RSA'nın, kalp atış hızını azaltarak ve perfüzyonun gerilemesi sırasında (oksijenasyon ve beslenme için kanın arterlerden kılcal damarlara iletilmesi) etkisiz ventilasyonu baskılayarak hem kalp hem de solunum sistemleri için enerji tasarrufu sağlamak üzere evrimleşmiş olabileceği öne sürülmüştür .

Dinlenme durumundaki deneklerde RSA'nın arttığı ve stres veya gerilim durumlarında azaldığı bulunmuştur. Sırtüstü pozisyonda artar ve yüzüstü pozisyonda azalır ve ortalama olarak gündüzleri geceye göre daha yüksek ve daha belirgindir. RSA dereceli ortostatik tiltte vagal ton geri çekilmesini ölçmek için de yaygın olarak kullanılmıştır .
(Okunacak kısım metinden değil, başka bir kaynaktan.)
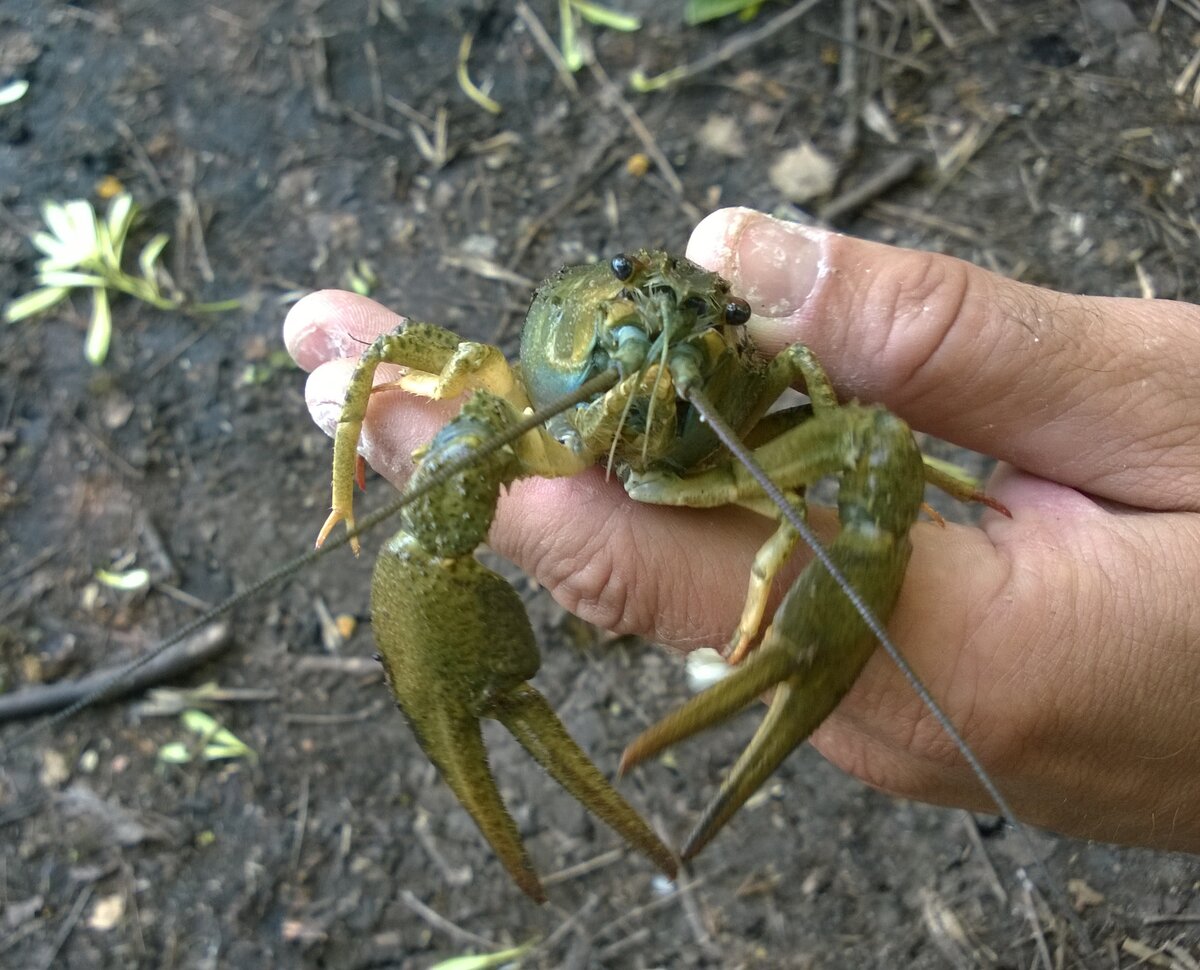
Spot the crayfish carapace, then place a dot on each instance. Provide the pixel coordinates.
(666, 334)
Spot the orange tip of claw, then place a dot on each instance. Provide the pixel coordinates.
(334, 518)
(991, 503)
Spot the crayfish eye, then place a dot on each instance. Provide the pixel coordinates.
(737, 311)
(622, 267)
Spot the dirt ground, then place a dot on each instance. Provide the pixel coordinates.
(283, 143)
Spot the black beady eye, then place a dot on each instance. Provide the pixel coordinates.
(737, 311)
(622, 267)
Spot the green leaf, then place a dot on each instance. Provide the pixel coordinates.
(701, 11)
(485, 960)
(121, 213)
(468, 87)
(34, 303)
(83, 222)
(568, 40)
(100, 329)
(55, 216)
(130, 581)
(13, 91)
(219, 742)
(65, 277)
(604, 17)
(175, 753)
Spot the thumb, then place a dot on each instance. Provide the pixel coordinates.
(1095, 393)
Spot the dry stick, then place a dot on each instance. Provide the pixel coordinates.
(582, 868)
(643, 135)
(736, 46)
(899, 169)
(547, 46)
(117, 681)
(546, 946)
(438, 921)
(191, 653)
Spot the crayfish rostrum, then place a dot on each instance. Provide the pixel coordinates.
(454, 636)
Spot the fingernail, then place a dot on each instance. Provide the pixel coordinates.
(777, 263)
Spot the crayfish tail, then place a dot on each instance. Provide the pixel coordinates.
(789, 720)
(535, 725)
(763, 670)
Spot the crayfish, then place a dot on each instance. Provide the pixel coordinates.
(647, 361)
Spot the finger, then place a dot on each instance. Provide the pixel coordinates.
(1096, 393)
(331, 324)
(1073, 681)
(623, 566)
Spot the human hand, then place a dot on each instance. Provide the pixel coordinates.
(1065, 644)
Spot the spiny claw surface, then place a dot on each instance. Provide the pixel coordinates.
(431, 615)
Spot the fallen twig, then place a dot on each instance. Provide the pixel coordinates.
(45, 699)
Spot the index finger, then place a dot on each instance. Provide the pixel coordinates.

Tipik olarak, RSA ekspresyonu yaşla birlikte azalır. Bununla birlikte, dayanıklılık koşucuları, yüzücüler ve bisikletçiler gibi kardiyovasküler sağlığı mükemmel olan yetişkinlerde daha belirgin bir RSA olması muhtemeldir. Profesyonel sporcular ortalama olarak çok yüksek vagal tonu ve dolayısıyla daha yüksek RSA seviyelerini korurlar. RSA, diyabet ve kardiyovasküler hastalığı olan kişilerde daha az belirgindir.

Psikoloji ve hastalık üzerine içgörüler

Vagal ton araştırması, sosyal davranış, sosyal etkileşimler ve insan psikolojisi hakkında fikir verme potansiyeline sahiptir. Bu çalışmanın çoğu yeni doğanlar ve çocuklar üzerinde odaklanmıştır . Temel vagal ton, davranışın potansiyel bir yordayıcısı olarak veya zihinsel sağlığın bir işareti olarak kullanılabilir (özellikle duygu düzenleme , kaygı ve içselleştirme ve dışsallaştırma bozuklukları ).

Polyvagal teori tarafından Porges vagus yolları yenilik ve stresli dış uyaranlara yanıt nasıl etkili bir modeldir. Teori, biri sürüngenler ve amfibiler ile paylaşılan ve memelilere özgü, daha yeni olan ikinci bir sistem olmak üzere iki vagal sistem olduğunu öne sürüyor . İki yol farklı davranır ve birbirine karşı çalışabilir. Bu teori, çeşitli psikofizyolojik fenomenleri ve psikosomatik hastalıkları açıklayabilir . Ancak son araştırmalar, Porges'in memelilere özgü olarak tanımladığı vagal "sistem"in, memelilerin evriminden çok önce var olduğunu göstermektedir.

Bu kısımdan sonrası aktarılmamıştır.